Ever since she discovered that her 2 sons have communication disorders, Trinidad “Trixie” Indefenzo has easily accepted her child’s condition. Unlike any other parents, it wasn’t hard for her to warmly acknowledge Job and Alphonso’s condition as she believes that her children would develop eventually.
Trixie is a mother of three. Two of her younger sons, Job and Alphonso, were diagnosed with Global Developmental Delay and Autism Spectrum Disorder respectively.
She focuses on the story of her son, Job who has Global Developmental Delay. “I noticed that at the age of 2, he still doesn’t know how to speak. I told myself, maybe, he’s like his older brother. Maybe he also has ASD.” Trixie says.
After suspecting that Job might have an ASD, Trinidad brought him to a developmental paediatrician. Gradually, he learned how to speak although his words were very minimal. His developmental pediatrician finally decided to refer him to a speech pathologist. Along with his brother, Alphonso, he was enrolled to Independent Living Learning Center (ILLC), an institute dedicated to youth with special needs, located in Mandaluyong where he took speech therapy sessions.
As a parent of 2 children with communication difficulties, Trixie admits that she also faced difficulties especially when her children are having a meltdown. “When they’re having a meltdown, it’s the hardest part. They are weeping and I don’t even know why, [my guess is that] maybe it’s because of a headache. What I usually do is give them analgesic.”
Trixie’s desire to further understand her children’s conditions led her to take up a Special Education course. She took up a few units but she stopped recently because she found it hard to balance both school and being a mother.
For 3 years, Trixie’s sons’ underwent speech therapy services. During these times, homeworks were given to them every after sessions. “They have a notebook. That is where they jot down their progress, what they need to do. There are also exercises that involve the tongue.”
Job underwent speech therapy for a while but eventually, he had to stop because of migration reasons. Upon returning to the Philippines, Ms. Trixie found it hard to look for clinics that offered speech therapy services since the last clinic they attended to already had full slots. The distance of the clinic to their home also became a problem to her since most clinics were very far.
Nevertheless, Trixie claims that Job’s therapy was effective. “It was hard (being a parent) because of the disability.
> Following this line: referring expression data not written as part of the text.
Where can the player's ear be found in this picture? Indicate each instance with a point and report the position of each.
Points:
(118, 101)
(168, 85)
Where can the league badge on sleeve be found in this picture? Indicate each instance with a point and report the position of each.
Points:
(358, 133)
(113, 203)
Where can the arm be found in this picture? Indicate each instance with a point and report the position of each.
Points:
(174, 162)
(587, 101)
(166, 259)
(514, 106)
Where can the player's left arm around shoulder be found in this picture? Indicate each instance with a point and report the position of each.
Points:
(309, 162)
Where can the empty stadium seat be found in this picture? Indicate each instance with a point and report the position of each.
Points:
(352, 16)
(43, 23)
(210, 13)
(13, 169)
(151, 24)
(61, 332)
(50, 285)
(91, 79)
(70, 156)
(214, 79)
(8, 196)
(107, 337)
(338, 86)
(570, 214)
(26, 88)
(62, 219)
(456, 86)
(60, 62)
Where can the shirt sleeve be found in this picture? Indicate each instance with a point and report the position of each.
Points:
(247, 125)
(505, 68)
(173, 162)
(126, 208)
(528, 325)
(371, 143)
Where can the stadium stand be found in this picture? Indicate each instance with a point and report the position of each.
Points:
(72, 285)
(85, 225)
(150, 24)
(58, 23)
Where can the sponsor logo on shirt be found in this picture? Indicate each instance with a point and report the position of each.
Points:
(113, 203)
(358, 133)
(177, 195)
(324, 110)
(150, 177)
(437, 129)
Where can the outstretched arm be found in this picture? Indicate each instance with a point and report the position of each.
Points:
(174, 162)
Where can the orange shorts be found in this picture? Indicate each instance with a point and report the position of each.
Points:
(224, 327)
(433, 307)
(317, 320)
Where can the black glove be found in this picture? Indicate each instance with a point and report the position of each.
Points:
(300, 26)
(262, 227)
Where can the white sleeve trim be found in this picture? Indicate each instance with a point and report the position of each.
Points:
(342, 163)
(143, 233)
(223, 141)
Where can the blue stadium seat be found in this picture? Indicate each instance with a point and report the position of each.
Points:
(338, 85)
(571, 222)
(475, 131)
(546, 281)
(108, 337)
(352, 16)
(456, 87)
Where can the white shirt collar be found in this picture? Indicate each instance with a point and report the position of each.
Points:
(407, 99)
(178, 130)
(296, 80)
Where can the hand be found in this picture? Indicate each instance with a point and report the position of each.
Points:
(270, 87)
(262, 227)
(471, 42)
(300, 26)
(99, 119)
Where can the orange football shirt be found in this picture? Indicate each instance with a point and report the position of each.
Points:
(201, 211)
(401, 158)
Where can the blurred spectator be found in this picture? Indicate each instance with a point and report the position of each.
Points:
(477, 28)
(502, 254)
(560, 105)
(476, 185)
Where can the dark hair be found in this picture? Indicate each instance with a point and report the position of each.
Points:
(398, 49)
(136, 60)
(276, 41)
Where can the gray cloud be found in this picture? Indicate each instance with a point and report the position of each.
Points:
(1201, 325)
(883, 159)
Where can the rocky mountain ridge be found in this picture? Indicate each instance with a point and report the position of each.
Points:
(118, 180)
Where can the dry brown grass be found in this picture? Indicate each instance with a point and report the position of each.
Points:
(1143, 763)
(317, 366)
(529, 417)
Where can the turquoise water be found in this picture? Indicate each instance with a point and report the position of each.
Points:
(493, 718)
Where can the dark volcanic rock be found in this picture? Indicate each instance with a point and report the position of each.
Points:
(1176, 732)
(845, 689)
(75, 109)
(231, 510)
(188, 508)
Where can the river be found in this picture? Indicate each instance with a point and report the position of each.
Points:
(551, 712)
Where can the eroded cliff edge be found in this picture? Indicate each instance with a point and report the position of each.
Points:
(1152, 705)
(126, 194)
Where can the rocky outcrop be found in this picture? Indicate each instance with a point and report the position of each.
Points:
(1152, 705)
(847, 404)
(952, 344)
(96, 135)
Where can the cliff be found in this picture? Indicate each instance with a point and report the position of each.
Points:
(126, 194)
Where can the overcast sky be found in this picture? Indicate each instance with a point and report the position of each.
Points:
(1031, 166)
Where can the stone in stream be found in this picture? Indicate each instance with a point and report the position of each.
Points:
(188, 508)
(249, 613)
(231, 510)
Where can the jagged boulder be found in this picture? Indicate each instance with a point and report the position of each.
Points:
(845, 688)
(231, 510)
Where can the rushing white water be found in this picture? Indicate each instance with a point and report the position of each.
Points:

But when he was having his therapy at ILLC, he improved a lot.” She shares that she used to jot down the limited number of words that her son could speak. Now she does not need to count them anymore because he is already capable of saying many words, phrases and sentences.
At present, Job is now attending a regular school. It is now his 2nd year attending a regular school. “At last, his therapist advised that he could [attend a mainstream school]. It is just that he’s delayed. He is just in Grade 3.” Trinidad claims.
Mrs. Trixie concludes that parents should not set limitations to their children because of their special condition. “If the parents have special children, they should not limit their child…” She adds that parents, especially those who have special children, need to have patience, perseverance and a lot of love for their children regardless of their condition.